While the Senator is undeniably correct to discuss the obesity epidemic in the US and here in NY in particular, her attack on SNAP recipients is utterly reprehensible.  While she makes an argument against foods that have minimal nutritional value and are often considered junk food – such as cookies, soda, and energy drinks, it’s her repeated claims that something has to be done to prevent people receiving SNAP from getting “better cuts of meat, or lobster,” that is getting the most attention in the press.  Not only would it be impossible for the use of SNAP benefits to purchase these items to be contributing to the obestity epidemic that the Senator claims to be trying to deal with, there’s no reason to assume that any significant fraction of SNAP benefits are being used to purchase such items.  Until evidence of such widespread purchases can be produced it seems to this writer that there’s little more behind this bill that the continued vilification of the poor that is a constant refrain from the GOP – even as they keep enacting policies to bankrupt more and more workers.
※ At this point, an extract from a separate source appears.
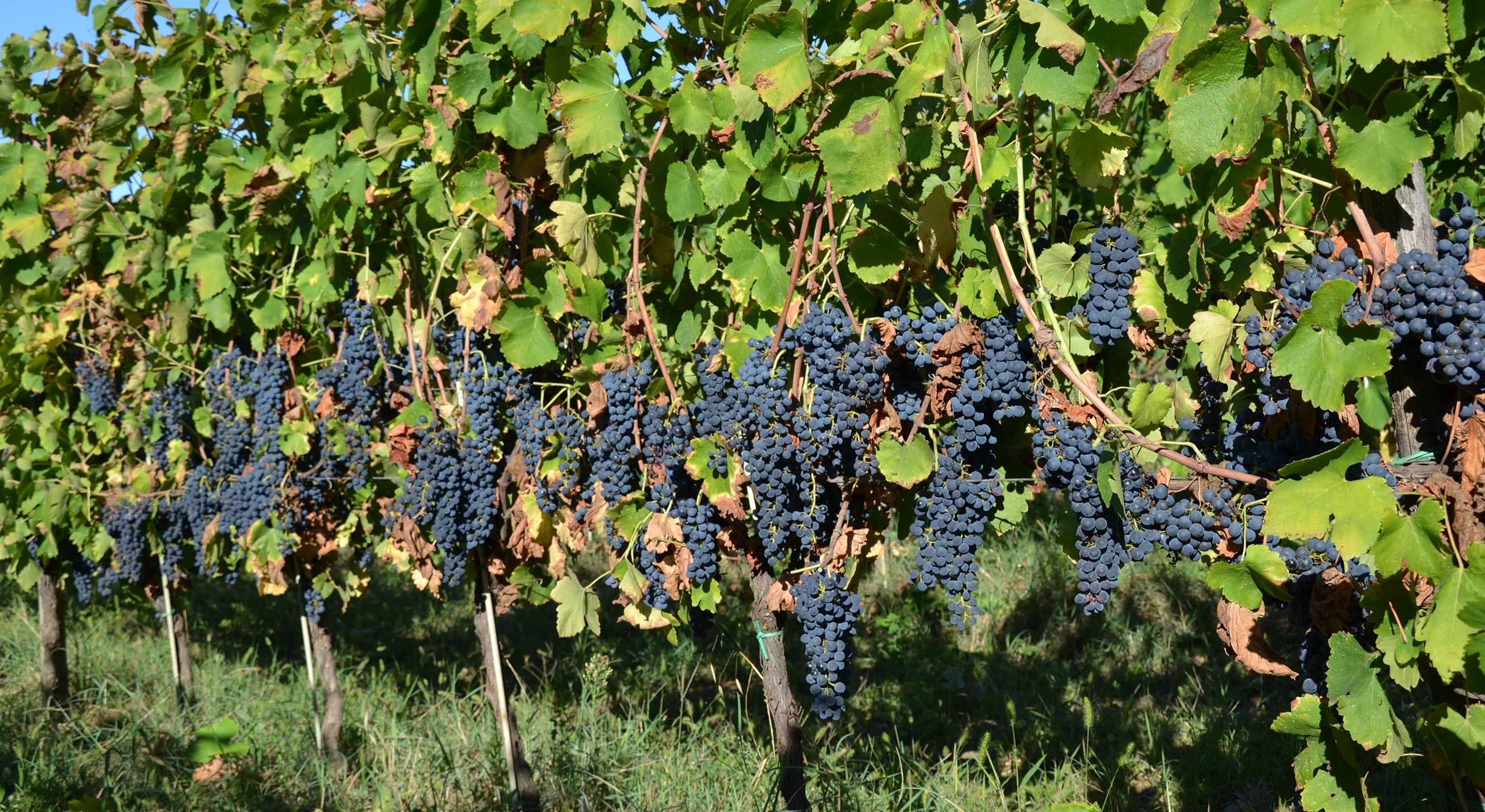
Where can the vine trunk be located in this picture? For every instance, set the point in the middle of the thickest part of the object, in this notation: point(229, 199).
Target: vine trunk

The most offensive part of the whole proposal, however, comes when one looks at what the Senator thinks the financial costs of enacting this boneheaded piece of maliciousness would be:  None.  Yes, you read that right.  This woman, who seems to think that your neighbors who have to take two jobs to pay the rent, and heating costs, and then still qualify for SNAP benefits to be able to feed themselves and their families but are somehow magically overeating on steak and lobster this woman also believes in magical accounting from state employees:  Her proposal claims there will be no costs associated with implementing this change in the law – even after specifically tasking two different offices to come up with policies, and lists of foods and beverages to be added to the list of things one can’t buy with SNAP benefits.  Either the Senator is so ignorant of the way that the state government works that she assumes there are hordes of underworked staffers in the Office of Temporary and Disability Assistance who will have the time to make up her required list of further items to be barred. 

Let’s be honest here – this is the same sort of fraudulent thinking behind the claims of wanting to help poor people get into drug rehabilitation programs that is used as a justification for drug screening and testing of applicants in several states – testing that has overwhelmingly found that contrary to the assumptions of the rich and powerful most poor people are too damned poor to afford drugs.  It is a moral judgment that if someone is receiving public assistance the public has the right and responsibility to restrict what those people can choose to do with themselves.  And far too many people in the public believe that all the poor deserve is gruel, or something equally disheartening because all they need is motivation to be able to go out and get a good paying job.  And this in an America where billion dollar companies feel no guilt in telling their employees that, in order to live on the wages paid them, they’ll have to take a second job (which will also not be full time- because that would cost the company more money in required benefits) and make use of SNAP benefits to feed themselves.  


And Senator Ritchie begrudges these people so much as a cupcake for celebration?  To Hell with her.  And the gold-plated SUV she rode in on.